As evidenced by my recent posts regarding a broken foot, I can find navigating the physical world challenging. The number of minor ouchies, major injuries, and even surgeries I have experienced because I suddenly found walking too much of a challenge is significant. Bruises just appear on my body, and I can't remember getting them because randomly colliding with furniture, doors, and other inanimate obstacles is a routine part of my day. I was unable to properly try out for the volleyball team in high school because I tried to walk through a coffee table the night before tryouts started and my knee objected and stayed mad for a couple of weeks. I broke my toe once in some klutzy mishap and I didn't even realize it until the ankle I rolled in a different walking oopsie couldn't heal because of the broken toe. I eventually needed surgery to fix all of that.

But my clumsy nature has shown me new paths to staying in shape (and all kinds of new experiences in healthcare). The ways in which I've had to adapt to mitigate the worst uncoordinated entanglements are many, forcing me to look at the world through a lot of new perspectives and considerations. And it's also forced me to not take myself so seriously. There's nothing quite so humbling as being taken out by a minor depression in some grass field. Or a small, clear polished stone hiding on a carpeted landing.

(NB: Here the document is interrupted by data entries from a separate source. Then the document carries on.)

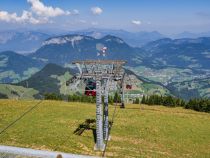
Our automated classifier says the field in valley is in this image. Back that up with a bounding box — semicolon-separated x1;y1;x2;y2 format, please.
0;100;210;157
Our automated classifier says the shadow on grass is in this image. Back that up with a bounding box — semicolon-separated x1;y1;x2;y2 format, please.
74;119;96;143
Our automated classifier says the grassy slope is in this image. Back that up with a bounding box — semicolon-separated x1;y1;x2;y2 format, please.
0;84;38;99
0;100;210;157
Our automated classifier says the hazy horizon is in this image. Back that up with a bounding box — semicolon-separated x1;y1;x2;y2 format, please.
0;0;210;35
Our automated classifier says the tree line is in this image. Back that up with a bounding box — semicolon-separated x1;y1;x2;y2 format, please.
44;92;121;104
44;92;210;112
141;95;210;112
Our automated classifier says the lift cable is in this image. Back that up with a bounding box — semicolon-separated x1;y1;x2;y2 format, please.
0;100;44;135
102;100;117;157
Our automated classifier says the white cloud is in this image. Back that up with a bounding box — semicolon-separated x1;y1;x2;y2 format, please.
0;10;45;24
0;0;79;24
131;20;142;25
91;21;98;26
72;9;79;15
90;7;103;15
27;0;71;17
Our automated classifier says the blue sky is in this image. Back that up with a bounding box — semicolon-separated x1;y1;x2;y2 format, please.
0;0;210;34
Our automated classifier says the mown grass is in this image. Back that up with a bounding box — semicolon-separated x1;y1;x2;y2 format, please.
0;100;210;157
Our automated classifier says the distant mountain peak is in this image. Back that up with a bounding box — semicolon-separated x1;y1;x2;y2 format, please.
102;35;125;44
42;34;93;47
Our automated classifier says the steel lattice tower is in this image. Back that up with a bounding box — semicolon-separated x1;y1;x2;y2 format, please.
69;60;126;151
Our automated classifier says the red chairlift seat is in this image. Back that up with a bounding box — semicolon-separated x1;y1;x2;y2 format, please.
126;84;132;89
85;81;96;96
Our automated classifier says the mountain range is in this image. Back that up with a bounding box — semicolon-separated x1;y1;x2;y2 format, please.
0;31;210;99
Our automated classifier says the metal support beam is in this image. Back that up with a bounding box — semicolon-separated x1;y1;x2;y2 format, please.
95;79;105;151
104;79;109;140
120;76;125;108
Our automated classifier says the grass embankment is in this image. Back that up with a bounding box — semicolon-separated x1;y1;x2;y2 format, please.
0;100;210;157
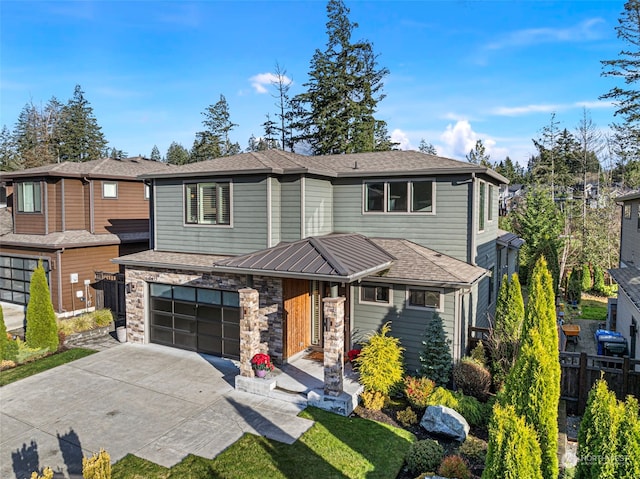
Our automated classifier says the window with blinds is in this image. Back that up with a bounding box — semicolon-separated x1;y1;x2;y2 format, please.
185;182;231;225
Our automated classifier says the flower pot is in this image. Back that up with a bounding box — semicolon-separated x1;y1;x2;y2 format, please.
116;326;127;343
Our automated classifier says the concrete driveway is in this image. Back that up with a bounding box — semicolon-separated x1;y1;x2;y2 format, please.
0;344;312;479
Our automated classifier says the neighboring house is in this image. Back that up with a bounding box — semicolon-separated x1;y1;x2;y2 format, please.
0;158;170;315
114;150;519;369
609;192;640;359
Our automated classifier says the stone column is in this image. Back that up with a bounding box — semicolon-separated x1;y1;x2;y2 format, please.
322;297;345;396
238;288;260;378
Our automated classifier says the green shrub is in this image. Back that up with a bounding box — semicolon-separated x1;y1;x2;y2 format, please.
405;439;444;476
25;261;59;352
453;358;491;401
0;306;18;361
482;404;542;479
458;436;487;464
354;323;404;409
82;449;111;479
396;407;418;427
404;376;436;410
438;456;471;479
420;313;453;386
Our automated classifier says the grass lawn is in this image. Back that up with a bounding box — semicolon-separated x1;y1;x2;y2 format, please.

Hated Item 5 - Perfectionism

Yeah, this is very much the standard interview answer. It is also something that I have treasured and battled and hated and protected my entire life. Perfectionism is a shite coping mechanism for trauma. It never gets you what you thought it would and instead gifts you with so many secondary complications. When coupled with my puzzle-solving nature...let's just say work-life balance is hard to come by. I am very good at knowing just how much I can push out a given task so I can dive deep into whatever puzzle has captured my attention. Which is fine when it's just laundry or vacuuming that gets short shrift so I can finish a book or lose myself for hours in an RPG. The problem is when the "given task" is self-care or personal goals and the puzzle is the complexities of a day job in the healthcare industry. I basically tell myself some version of "I'll sleep when I'm dead" and keep working the puzzle. Months or years later, I wonder why I'm so unhealthy and unhappy.

However, this collision of perfectionism and puzzle-solving means I'm always looking for new challenges. Also it means that whatever work I do is usually more than just a paycheck. Call it altruism but that's elevating my stubborn need to fix something and fix it right. Yeah, I want to get paid for my time appropriately and I will ask and negotiate for that as necessary. But I'm not trying to find a career track that keeps netting me ever increasing titles and salaries. This is also where my tendency toward socialism over capitalism comes from. Someone once asked me how we would get medical progress if there wasn't a possibility of profit, and I found the question utterly baffling. There's puzzles? To be solved? To make people not sick? We need more than this?

Challenge Complete

This was a lot of fun. It was hard to use the word "hate" as I've been working hard to eradicate it from my self-talk. But teasing the positives out of those challenging aspects of myself was good. Now to keep those benefits in mind more when the grumpy self-talk emerges...

*About the image for this post: I went down a bit of a rabbit hole trying to find something with mirrors or reflections and found these amazing works by Raffaelle Mainella in the Public Domain Image Archive. There's a fascinating story regarding the book they are from, Nos Invisibles.